I have picked up this most fantastic book to read (again) this weekend. It has long been my favourite novel by one of my favourite authors. The reason that I am reading it is it's pertinence to the recent events in the South.

I can see the people who are currently evacuees becoming the new "okies" and a whole new way of life being developed as these unfortunate individuals work their way west and north.

The dust bowl of the '20 and '30s was also a human created, natural disaster that ended an entire way of life and started another. My ex-wife's family was part of that great migration and worked their way west: dam by dam.

But what I do not see in the future for the people out of Louisiana and Mississippi are the jobs programmes that fueled the westward migration.
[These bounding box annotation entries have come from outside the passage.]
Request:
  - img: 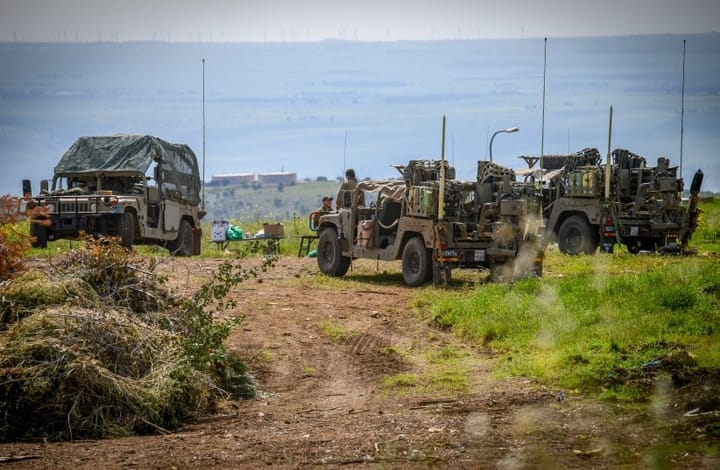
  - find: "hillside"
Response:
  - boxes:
[0,34,720,194]
[204,181,339,222]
At what point will push come to shove once again. What ocurred in New Orleans, in terms of human reactions, might only be the tip of the iceberg.


KhaosKitty 43F
123 posts
9/16/2005 6:08 pm

Being an Okie, that book and stories of the Dustbowl were large parts of my growing up. It gave me a somewhat odd perspective on natural and man-made disasters. Yes, they are terrible. Yes, they are devestating. But somehow in all of that despair, the human spirit shines through and we are reminded that our race really does have it's upside.


Fallic40 54M
1858 posts
9/16/2005 6:56 pm

KhaosKitty, I agree wholeheartedly on the human spirit shining through. My real concern is that there really in not going to be an infrastructure put in place to support that spirit.

For all of it's socialist implications, the WPA was an amazing piece of government work and set the future and present of the west into place. I do not see anything like that pending this time round.
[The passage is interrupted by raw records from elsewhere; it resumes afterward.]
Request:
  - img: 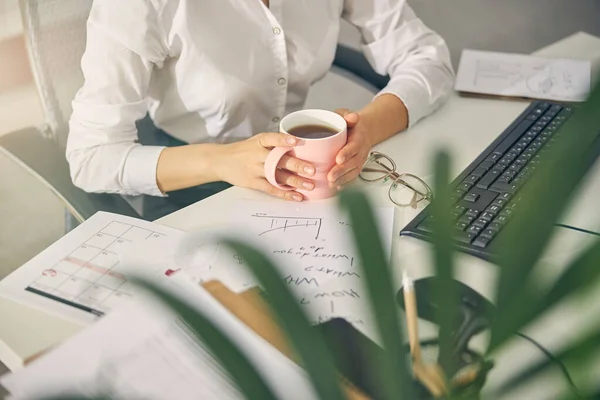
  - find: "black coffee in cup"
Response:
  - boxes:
[288,125,338,139]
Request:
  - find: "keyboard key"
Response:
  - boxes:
[454,231,477,244]
[500,207,515,218]
[487,221,504,232]
[453,188,467,198]
[454,222,469,231]
[481,228,498,238]
[471,164,489,178]
[484,152,502,164]
[473,236,492,249]
[457,182,473,192]
[477,169,501,190]
[490,182,519,193]
[484,205,502,216]
[473,218,490,229]
[467,225,483,235]
[477,161,494,171]
[497,193,512,201]
[492,196,508,208]
[458,215,475,226]
[494,215,508,225]
[463,192,479,203]
[450,211,462,221]
[492,163,509,172]
[463,174,481,185]
[465,208,481,218]
[479,211,495,222]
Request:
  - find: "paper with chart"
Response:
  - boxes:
[454,50,591,101]
[0,212,182,324]
[1,273,315,400]
[122,201,394,339]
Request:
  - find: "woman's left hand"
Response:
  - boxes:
[327,108,371,189]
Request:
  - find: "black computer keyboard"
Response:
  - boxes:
[400,101,600,260]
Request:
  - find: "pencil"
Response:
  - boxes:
[402,271,423,362]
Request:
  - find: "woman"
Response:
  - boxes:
[67,0,453,217]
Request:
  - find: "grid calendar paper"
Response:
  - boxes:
[0,212,182,324]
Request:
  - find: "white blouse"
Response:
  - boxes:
[67,0,453,196]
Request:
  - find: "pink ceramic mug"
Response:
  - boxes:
[265,110,347,200]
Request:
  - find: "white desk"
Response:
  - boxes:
[0,33,600,398]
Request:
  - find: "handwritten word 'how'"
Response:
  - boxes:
[304,265,360,278]
[300,289,360,304]
[283,275,319,286]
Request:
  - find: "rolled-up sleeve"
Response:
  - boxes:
[343,0,454,126]
[66,0,166,196]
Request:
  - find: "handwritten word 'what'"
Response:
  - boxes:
[304,265,360,278]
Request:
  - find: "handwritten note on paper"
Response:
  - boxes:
[231,201,394,296]
[454,50,591,101]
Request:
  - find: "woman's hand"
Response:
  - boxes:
[327,109,372,189]
[213,133,315,201]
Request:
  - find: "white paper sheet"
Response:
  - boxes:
[1,273,315,400]
[454,50,591,101]
[0,212,182,324]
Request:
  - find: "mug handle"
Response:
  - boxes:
[265,147,294,190]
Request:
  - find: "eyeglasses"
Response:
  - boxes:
[359,151,433,208]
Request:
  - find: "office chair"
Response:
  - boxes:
[0,0,143,230]
[0,0,387,231]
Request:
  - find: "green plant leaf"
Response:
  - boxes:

What I see is a few people (at Halliburton, perhaps?) getting inordinately wealthy off of the misery of many.

And as for the "okies" that came west, they have the most amazing stories of the depression. People who visit Hoover Dam need to have one of the surviving builders with them to hear the tales. Grandma Betty (a good midwest name, if ever there was one) worked on the Hoover Dam, the John Day Dam and the Dalles Dam with her husband and children in the workcamps with her.


rm_Network_Minx 48F
542 posts
9/16/2005 9:40 pm

My mother's family were farmers in Kansas during the depression. They were some of the lucky ones, they held on to their farm until Roosevelt took office and passed the Farm Act.

The Grapes of Wrath and Of Mice and Men are my favourite novels by Steinbeck.


Fallic40 54M
1858 posts
9/17/2005 7:09 pm

Minx, have you read Travels with Charley? It's one of Steinbeck's non fiction books.


your_gypsy 52F

9/19/2005 8:56 pm

my son (age 12) is just starting to read this. i never read it myself. i missed a lot of the classics, though i wrote a lot in school. him reading it right now and when i join him is giving me a second chance at this aspect of art and history.